‘The Elaborate Entrance of Chad Deity’
Written by Kristoffer Diaz and directed by K.J. Sanchez. Continues through Feb. 4 at Actors Theatre of Louisville, 316 W. Main St. For more information, call 584-1205.
File the following under “Things I never expected to see at Actors Theatre of Louisville.” Sequined mini-dressed hip-hop dancers executing perfect, synchronized death-drops. A charismatic celebrity “making it rain” with phony Benjamins boasting his own portrait. Cheers so loud you’d think Rick Pitino himself did the pre-show speech. Violent booing. Fights. Three full rounds of (I swear on Jon Jory’s beard) the Wave.
If you’re thinking all of this sounds way too exciting to have happened during a play, you’re right. We go to the theater hoping to feel many things, but rarely do we expect, demand and experience sheer exhilaration. Playwright Kristoffer Diaz has upped the game with “The Elaborate Entrance of Chad Deity,” an incisive examination of racial politics and identity through the lens of professional wrestling. Directed by K.J. Sanchez, “Chad Deity” stages the most exciting parts of a live pro sports event while giving the audience an all-access pass to a stirring and contemporary backstage drama.

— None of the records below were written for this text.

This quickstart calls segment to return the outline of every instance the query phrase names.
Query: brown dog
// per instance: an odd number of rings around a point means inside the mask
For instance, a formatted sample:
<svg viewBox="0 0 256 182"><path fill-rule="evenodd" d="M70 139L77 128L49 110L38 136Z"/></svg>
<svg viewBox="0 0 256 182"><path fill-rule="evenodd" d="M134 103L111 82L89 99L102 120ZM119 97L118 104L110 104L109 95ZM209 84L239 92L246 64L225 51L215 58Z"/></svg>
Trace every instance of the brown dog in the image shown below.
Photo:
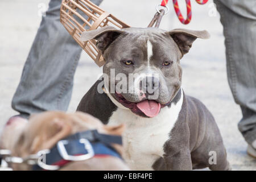
<svg viewBox="0 0 256 182"><path fill-rule="evenodd" d="M26 158L44 149L51 149L62 139L75 133L97 130L100 134L121 135L123 125L116 127L105 126L96 118L82 113L65 114L60 111L48 111L35 114L28 122L9 123L1 137L1 148L9 149L12 155ZM112 147L122 154L122 147ZM14 170L31 170L26 164L14 164ZM60 170L129 170L122 159L112 156L93 157L86 160L72 162Z"/></svg>

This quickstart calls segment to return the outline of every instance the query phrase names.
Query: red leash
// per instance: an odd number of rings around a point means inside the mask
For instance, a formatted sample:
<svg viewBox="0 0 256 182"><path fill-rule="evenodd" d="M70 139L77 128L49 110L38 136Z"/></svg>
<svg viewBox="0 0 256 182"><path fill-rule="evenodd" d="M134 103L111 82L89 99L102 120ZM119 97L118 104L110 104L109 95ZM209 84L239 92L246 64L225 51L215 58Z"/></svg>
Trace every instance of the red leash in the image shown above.
<svg viewBox="0 0 256 182"><path fill-rule="evenodd" d="M166 6L168 1L169 0L163 0L162 1L161 6L164 7ZM183 18L183 16L181 14L180 7L179 7L177 0L172 0L172 1L174 2L174 10L175 10L176 14L177 14L180 22L185 24L189 23L190 21L191 21L192 18L191 4L190 3L190 0L185 0L187 5L186 19ZM196 0L196 1L199 5L204 5L208 1L208 0Z"/></svg>

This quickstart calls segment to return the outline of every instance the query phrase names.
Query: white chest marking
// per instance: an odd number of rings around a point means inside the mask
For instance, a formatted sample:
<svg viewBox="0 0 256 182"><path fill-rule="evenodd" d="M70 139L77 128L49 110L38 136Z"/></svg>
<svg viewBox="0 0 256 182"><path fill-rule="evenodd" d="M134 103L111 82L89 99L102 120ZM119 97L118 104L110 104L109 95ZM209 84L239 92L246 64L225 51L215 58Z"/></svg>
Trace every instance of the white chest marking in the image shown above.
<svg viewBox="0 0 256 182"><path fill-rule="evenodd" d="M144 118L130 110L118 108L108 125L125 123L123 135L123 158L132 170L152 170L152 165L164 154L163 146L177 119L183 102L183 93L176 105L161 109L158 116Z"/></svg>
<svg viewBox="0 0 256 182"><path fill-rule="evenodd" d="M149 40L147 40L147 66L149 68L150 57L151 57L151 56L153 56L153 46Z"/></svg>

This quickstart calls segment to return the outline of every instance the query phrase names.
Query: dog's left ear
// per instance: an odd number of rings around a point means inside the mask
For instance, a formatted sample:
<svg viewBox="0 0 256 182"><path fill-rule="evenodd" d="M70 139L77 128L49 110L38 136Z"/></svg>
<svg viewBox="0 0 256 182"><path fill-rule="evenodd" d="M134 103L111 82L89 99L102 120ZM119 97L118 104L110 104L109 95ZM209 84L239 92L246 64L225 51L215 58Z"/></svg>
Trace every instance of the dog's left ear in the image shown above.
<svg viewBox="0 0 256 182"><path fill-rule="evenodd" d="M176 42L181 52L182 56L189 51L193 42L197 38L207 39L210 34L206 30L195 31L184 28L174 29L168 32Z"/></svg>
<svg viewBox="0 0 256 182"><path fill-rule="evenodd" d="M83 32L80 39L82 41L88 41L91 39L98 40L97 47L103 53L108 47L123 32L123 31L107 26Z"/></svg>

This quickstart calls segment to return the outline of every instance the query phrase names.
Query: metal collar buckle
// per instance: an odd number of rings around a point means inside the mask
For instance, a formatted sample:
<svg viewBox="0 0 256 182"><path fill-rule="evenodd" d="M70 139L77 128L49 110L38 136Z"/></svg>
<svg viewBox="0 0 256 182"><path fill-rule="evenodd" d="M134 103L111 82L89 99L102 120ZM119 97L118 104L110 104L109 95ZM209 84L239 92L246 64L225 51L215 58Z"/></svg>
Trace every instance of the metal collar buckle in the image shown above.
<svg viewBox="0 0 256 182"><path fill-rule="evenodd" d="M93 148L88 140L82 138L79 140L80 143L84 144L85 148L87 150L88 154L79 156L69 155L65 147L65 145L68 143L68 140L60 140L57 143L57 148L59 153L63 159L71 161L81 161L92 158L94 155Z"/></svg>

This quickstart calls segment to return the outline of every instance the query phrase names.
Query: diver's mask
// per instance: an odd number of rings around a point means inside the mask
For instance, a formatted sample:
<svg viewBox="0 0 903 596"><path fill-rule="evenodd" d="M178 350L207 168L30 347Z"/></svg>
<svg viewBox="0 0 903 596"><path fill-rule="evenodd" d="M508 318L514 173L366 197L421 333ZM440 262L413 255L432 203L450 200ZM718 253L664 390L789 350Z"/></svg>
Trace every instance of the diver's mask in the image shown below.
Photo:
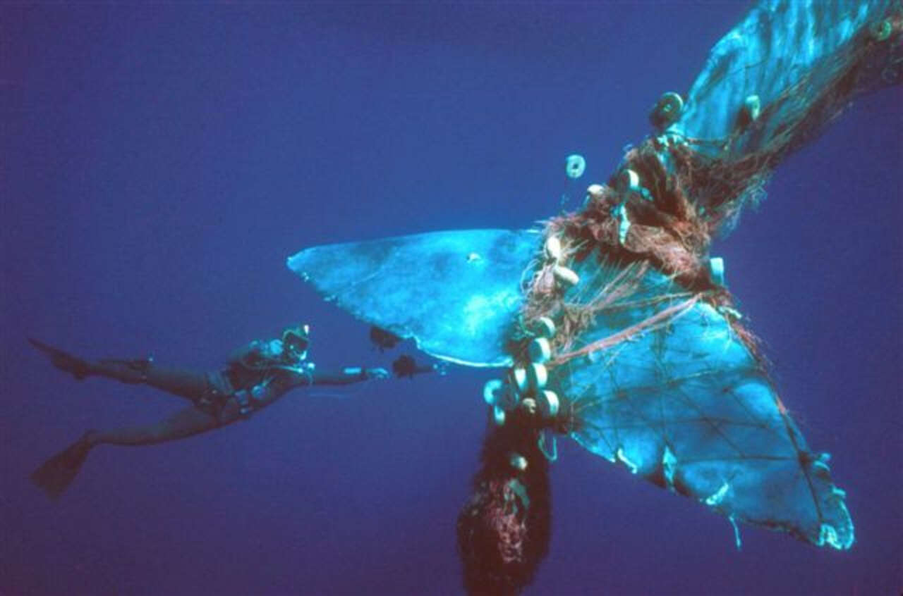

OK, let’s add one more thing I never expected to see on stage at Actors Theatre: professional wrestling. But just like our hero Macedonio “The Mace” Guerra (Alex Hernandez), growing up in the ’80s I watched the hell out of pro wrestling. The stories — there’s a plot, even if the denouement is always one guy kicking the shit out of another — were more exciting than soap operas and more fun than boxing because we knew the fights were choreographed. I didn’t really want to see anyone get hurt, I just wanted a story with stakes.
And so elaborate, making-it-rain entrances aside, I was right there with Mace when he told the audience of his childhood love of the big show that he turned into a career as the smaller, technically proficient wrestler who makes the pumped-up stars look good. And the biggest star in The Wrestling organization is Chad Deity (Kamal Angelo Bolden), a superhuman chiseled hunk of All-American trash talk and flash. As the announcer says, “Charisma owes Chad Deity money.” When Mace discovers Vigneshwar Paduar (Ramiz Monsef), an equally charismatic Indian b-boy from Brooklyn, he brings his protégé in to meet boss Everett K. Olson (Lou Sumrall) in hopes of bringing the Deity juggernaut down. What he gets instead is a racially problematic televised storyline that exposes just how complicated his rise to success would be and how many compromises he and Vigneshwar must make to their own stories in service of the boss’ perverted version. Behind all of the spectacle that Diaz and Sanchez deliver (including Jamin Olivencia, an Ohio Valley Wrestling star), there’s a hell of a lot of substance.
As Mace, Hernandez gives us an earnest and complex hero, the perfect foil to Bolden’s seemingly effortless style. Last seen as an acting apprentice in last year’s company, Hernandez stepped into this starring role at the last minute (no, really — three days before the first preview, in a backstage plot twist worthy of The Wrestling itself) and yet acts like he’s been playing this role for years. Bolden and Monsef both turn in hilarious and powerful performances, and Sumrall is delightfully bombastic as an oversized mogul whose assistants roll him around in a desk chair, too important to walk his own steps.
Many kudos go to the design team for transforming the Bingham Theatre into a bloodthirsty arena, especially Matt Callahan’s exuberant sound design and Michael B. Raiford’s set, which undergoes a second-act dramatic transition through an elaborate entrance of its own.